Nothing better than having a neutral online judger to test the implementation of the algorithm and its use to solve Sudoku challenges. I used this problem from Sphere Online Judger to test my implementation.

To do that, I only had to adapt the code to correctly read the input and output the results in the standard output according to the formats expected by the online judger. This adapted code can be found here and the submission results can be found here.

Pentomino tiling

The pentomino tiling problem consists of finding a way to tile a board with a given set of pentominoes.

When solving this problem with a dancing links table, one adds a row for each possible action of adding a pentomino $P$ to the board in a specific position. The constraints are represented in this row as 1s in columns: the columns corresponding to the covered board cells, and the column corresponding to the pentomino $P$.

For $p$ pentominos and a two-dimensional board with $N$ cells, we have constructed a table with at most $4 * p * N$ rows (or possible actions) (considering 4 possibly distinct rotations, the $p$ pentominoes, and the possible positions of the upper left cell of the pentomino in the board) and $N + p$ columns ($N$ to ensure that each cell in the board is covered by exactly 1 pentomino, $p$ to ensure that each pentomino is used at most once).

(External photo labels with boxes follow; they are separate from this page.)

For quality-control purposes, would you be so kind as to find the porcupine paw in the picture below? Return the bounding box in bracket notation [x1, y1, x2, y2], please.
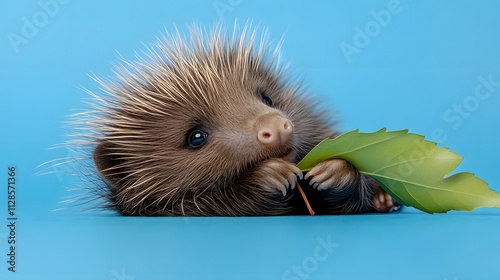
[305, 159, 359, 191]
[256, 158, 303, 196]
[372, 186, 401, 213]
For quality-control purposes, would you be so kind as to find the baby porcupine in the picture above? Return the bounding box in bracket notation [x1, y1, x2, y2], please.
[74, 25, 400, 216]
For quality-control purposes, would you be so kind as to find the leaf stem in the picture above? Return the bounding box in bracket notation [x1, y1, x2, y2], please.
[295, 181, 315, 216]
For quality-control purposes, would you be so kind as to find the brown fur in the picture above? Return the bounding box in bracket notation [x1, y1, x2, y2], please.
[71, 26, 382, 216]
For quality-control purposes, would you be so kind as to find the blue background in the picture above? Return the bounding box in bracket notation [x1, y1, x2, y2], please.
[0, 0, 500, 280]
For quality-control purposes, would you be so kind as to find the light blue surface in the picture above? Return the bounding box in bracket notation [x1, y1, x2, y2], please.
[0, 0, 500, 280]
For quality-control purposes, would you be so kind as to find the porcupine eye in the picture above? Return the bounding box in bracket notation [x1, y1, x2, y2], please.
[260, 91, 274, 107]
[187, 129, 208, 149]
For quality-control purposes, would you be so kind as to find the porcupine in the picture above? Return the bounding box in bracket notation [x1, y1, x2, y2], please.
[72, 25, 398, 216]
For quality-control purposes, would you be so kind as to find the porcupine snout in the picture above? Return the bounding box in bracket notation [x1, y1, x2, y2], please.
[255, 114, 293, 148]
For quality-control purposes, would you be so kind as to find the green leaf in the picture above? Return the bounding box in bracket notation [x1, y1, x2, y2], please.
[297, 129, 500, 213]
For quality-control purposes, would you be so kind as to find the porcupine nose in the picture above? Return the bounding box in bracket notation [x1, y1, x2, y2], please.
[257, 115, 293, 148]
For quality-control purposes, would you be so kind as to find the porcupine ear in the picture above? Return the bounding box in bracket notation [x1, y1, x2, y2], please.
[93, 140, 124, 186]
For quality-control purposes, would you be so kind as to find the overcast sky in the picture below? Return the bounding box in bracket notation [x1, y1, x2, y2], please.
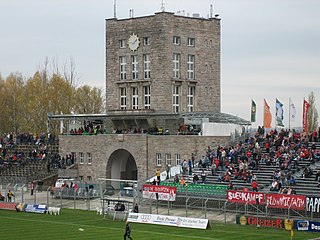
[0, 0, 320, 127]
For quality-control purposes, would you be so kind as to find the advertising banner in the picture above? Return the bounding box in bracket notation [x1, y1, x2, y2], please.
[306, 196, 320, 212]
[297, 220, 320, 232]
[236, 215, 286, 229]
[266, 194, 306, 210]
[142, 184, 177, 202]
[24, 204, 47, 213]
[127, 212, 208, 229]
[0, 202, 17, 210]
[227, 190, 264, 204]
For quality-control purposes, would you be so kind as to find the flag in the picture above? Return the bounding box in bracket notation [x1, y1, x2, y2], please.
[251, 100, 257, 122]
[263, 99, 272, 128]
[289, 98, 296, 122]
[302, 100, 310, 133]
[276, 98, 284, 127]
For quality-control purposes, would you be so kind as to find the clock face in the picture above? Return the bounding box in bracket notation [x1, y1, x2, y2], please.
[128, 33, 140, 51]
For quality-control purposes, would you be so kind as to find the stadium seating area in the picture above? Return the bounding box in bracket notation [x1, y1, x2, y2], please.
[161, 129, 320, 197]
[0, 144, 60, 184]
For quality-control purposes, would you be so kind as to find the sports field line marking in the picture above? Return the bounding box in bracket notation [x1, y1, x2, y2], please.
[0, 215, 221, 240]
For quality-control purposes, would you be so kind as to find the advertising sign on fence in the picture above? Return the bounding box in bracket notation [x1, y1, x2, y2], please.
[142, 184, 177, 201]
[127, 212, 208, 229]
[0, 202, 17, 210]
[24, 204, 47, 213]
[297, 220, 320, 232]
[227, 190, 264, 204]
[236, 215, 286, 228]
[306, 196, 320, 212]
[266, 194, 306, 210]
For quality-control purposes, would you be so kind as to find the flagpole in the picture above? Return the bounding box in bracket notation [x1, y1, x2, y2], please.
[274, 98, 277, 130]
[289, 98, 291, 130]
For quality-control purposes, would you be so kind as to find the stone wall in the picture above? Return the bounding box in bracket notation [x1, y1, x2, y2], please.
[59, 134, 230, 180]
[106, 12, 221, 113]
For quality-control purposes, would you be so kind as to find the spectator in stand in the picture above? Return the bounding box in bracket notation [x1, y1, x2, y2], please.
[211, 161, 217, 176]
[7, 189, 15, 202]
[200, 169, 207, 184]
[192, 173, 199, 183]
[173, 174, 179, 183]
[156, 168, 161, 183]
[179, 176, 186, 187]
[251, 181, 258, 192]
[270, 179, 279, 192]
[188, 159, 192, 175]
[181, 159, 188, 174]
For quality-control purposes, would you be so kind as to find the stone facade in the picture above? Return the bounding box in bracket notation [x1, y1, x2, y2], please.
[59, 12, 225, 184]
[106, 12, 221, 113]
[59, 134, 230, 180]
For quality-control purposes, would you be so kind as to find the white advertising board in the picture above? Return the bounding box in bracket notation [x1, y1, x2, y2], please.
[127, 213, 208, 229]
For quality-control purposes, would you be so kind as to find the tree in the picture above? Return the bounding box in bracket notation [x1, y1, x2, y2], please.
[308, 92, 319, 132]
[73, 85, 104, 114]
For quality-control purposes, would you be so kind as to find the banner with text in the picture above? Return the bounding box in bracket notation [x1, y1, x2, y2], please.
[266, 194, 306, 210]
[306, 196, 320, 212]
[127, 212, 208, 229]
[236, 215, 288, 229]
[296, 220, 320, 232]
[0, 202, 17, 210]
[142, 184, 177, 202]
[227, 190, 264, 204]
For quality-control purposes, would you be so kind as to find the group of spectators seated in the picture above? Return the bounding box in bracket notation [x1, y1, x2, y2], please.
[0, 132, 55, 148]
[172, 127, 320, 194]
[69, 121, 105, 135]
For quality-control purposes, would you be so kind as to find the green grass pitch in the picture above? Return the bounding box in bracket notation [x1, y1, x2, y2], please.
[0, 209, 320, 240]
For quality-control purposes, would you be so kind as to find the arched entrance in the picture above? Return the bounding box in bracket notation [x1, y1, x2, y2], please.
[106, 149, 138, 180]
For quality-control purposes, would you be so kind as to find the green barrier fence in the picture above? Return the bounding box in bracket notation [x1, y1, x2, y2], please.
[160, 182, 228, 195]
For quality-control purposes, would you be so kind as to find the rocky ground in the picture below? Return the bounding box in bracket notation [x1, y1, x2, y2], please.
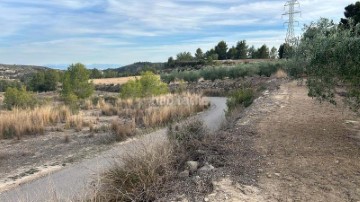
[203, 82, 360, 202]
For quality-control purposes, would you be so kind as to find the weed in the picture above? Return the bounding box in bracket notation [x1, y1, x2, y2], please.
[111, 120, 135, 141]
[94, 144, 174, 201]
[226, 88, 255, 111]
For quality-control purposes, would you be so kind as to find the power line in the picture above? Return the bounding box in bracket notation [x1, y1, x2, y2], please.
[283, 0, 301, 46]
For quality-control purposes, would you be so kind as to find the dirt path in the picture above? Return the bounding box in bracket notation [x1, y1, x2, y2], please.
[205, 82, 360, 202]
[0, 98, 226, 202]
[255, 83, 360, 202]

For the most usual cases, $N$ is not greater than 300 and $p$ is no greater than $50$, and using algorithm X to this table effciently finds all possible solutions in less than a few seconds.

Extensions

Dancing links can also be slightly modified, as described in Knuth's paper, to solve the generalized exact cover problem, in which some specific columns are not expected to be covered.

Some problems that can be reduced to this generalized version are: the pentomino tiling in which not all pentominoes need to be used, and the N-queens problem. Knuth also studied a few other problems in his paper.

Knuth D.E. 2000. "Dancing links" Millenial Perspectives in Computer Science.

Karp R. M. 1972. "Reducibility Among Combinatorial Problems" Complexity of Computer Computations.